Of course, the one iron that’s sold the most in Mizuno’s lineup and the one that might be most beneficial to more golfers would be the upgrade of the JPX 900 Hot Metal. Like its predecessor, the new JPX919 Hot Metal again uses Chromoly 4140M, a high-strength steel alloy that creates a thin, fast-flexing face.

“It allows us to go very thin on the face but maintain a certain amount of malleability in terms of the hosel in order to be able to do what we do best, which is custom fitting to get your appropriate lie angle,” Llewellyn said. (Toward that end, Mizuno has also updated its Shaft Optimizer fitting club. The company’s fitting software analyzes sensors in the fitting club to now not only diagnose the ideal shafts for a player in just a few swings, but also the correct lie angle, too.)

The the JPX919 Hot Metal is a complicated, one-piece casting with a 360-degree undercut. It controls sound and optimizes vibration through a series of supporting ribs within the topline without raising the iron’s sweet spot. Llewellyn said the sweet spot is about half a millimeter lower from 4-iron through 9-iron compared to the JPX 900. That allows for stronger lofts in the 4- through 7-iron, a combination that produces more velocity for a similar launch angle for more distance.
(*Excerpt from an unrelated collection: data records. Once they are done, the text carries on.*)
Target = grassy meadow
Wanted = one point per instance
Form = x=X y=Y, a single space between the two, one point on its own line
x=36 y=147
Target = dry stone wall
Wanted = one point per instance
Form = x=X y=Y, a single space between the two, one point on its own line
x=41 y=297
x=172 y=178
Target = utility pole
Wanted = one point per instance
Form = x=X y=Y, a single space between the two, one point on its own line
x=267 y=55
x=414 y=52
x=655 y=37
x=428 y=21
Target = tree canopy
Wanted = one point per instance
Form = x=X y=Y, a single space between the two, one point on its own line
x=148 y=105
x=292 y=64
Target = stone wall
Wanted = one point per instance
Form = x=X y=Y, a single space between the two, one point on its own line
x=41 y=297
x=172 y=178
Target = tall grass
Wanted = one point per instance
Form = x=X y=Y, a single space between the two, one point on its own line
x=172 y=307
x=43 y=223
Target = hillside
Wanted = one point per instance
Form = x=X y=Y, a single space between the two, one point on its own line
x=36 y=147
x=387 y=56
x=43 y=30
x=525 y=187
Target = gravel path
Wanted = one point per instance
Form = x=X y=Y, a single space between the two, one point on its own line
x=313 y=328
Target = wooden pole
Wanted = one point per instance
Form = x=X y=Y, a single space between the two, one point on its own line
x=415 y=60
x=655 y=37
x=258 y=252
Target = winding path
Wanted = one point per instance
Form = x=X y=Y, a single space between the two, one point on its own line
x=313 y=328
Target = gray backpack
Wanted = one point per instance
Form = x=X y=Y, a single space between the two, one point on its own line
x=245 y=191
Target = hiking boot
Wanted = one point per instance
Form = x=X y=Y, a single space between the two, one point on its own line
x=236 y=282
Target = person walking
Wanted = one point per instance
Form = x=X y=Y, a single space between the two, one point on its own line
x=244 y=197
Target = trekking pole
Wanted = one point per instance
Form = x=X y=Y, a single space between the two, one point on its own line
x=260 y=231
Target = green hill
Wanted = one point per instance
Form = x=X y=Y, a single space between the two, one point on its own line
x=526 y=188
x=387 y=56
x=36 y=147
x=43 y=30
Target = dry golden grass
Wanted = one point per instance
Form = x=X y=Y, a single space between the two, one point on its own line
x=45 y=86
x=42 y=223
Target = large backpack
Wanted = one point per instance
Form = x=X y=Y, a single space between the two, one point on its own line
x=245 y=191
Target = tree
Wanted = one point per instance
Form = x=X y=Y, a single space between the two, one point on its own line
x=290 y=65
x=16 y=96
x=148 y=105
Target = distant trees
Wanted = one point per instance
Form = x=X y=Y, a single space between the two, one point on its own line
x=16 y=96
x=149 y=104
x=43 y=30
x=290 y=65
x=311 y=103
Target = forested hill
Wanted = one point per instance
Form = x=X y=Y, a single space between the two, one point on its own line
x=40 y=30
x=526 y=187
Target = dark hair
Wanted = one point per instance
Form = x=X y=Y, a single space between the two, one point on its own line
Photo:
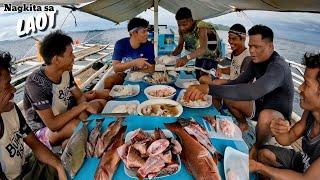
x=54 y=44
x=137 y=22
x=238 y=28
x=312 y=60
x=264 y=31
x=183 y=13
x=6 y=61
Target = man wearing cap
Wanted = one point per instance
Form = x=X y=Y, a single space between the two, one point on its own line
x=240 y=57
x=199 y=38
x=134 y=52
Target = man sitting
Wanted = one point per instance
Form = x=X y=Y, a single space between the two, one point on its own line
x=240 y=58
x=42 y=164
x=280 y=163
x=53 y=102
x=198 y=37
x=270 y=96
x=134 y=53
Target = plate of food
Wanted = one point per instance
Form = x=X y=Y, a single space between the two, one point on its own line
x=199 y=103
x=159 y=78
x=222 y=127
x=129 y=107
x=160 y=92
x=239 y=170
x=167 y=60
x=135 y=76
x=124 y=91
x=160 y=107
x=150 y=154
x=185 y=83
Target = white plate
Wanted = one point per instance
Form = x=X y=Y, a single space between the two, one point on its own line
x=133 y=174
x=160 y=101
x=219 y=134
x=113 y=104
x=166 y=60
x=237 y=162
x=158 y=87
x=180 y=97
x=136 y=89
x=180 y=83
x=129 y=75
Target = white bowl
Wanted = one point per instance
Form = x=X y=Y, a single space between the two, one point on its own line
x=160 y=101
x=239 y=169
x=158 y=87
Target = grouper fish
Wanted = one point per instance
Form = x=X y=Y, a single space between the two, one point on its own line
x=195 y=156
x=74 y=154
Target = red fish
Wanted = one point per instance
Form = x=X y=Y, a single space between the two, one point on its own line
x=110 y=159
x=196 y=157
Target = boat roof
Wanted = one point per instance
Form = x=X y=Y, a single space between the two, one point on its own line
x=122 y=10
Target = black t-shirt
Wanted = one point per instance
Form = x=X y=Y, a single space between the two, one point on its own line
x=13 y=129
x=41 y=93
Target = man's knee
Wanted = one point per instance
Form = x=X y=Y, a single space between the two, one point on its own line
x=267 y=115
x=266 y=156
x=229 y=103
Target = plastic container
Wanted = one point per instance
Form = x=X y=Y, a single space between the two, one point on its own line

Available in stores next month, the three new JPX919 irons are offered with no upcharges for the company’s vast menu of custom steel shafts and grips. The JPX919 Tour will retail for $1,200 (3-iron through pitching wedge, eight pieces, right-hand only). The JPX919 Forged is $1,300 (4-iron through gap wedge, eight pieces), and the JPX919 Hot Metal is $1,000 (4-iron through gap wedge, optional sand and lob wedges, eight pieces).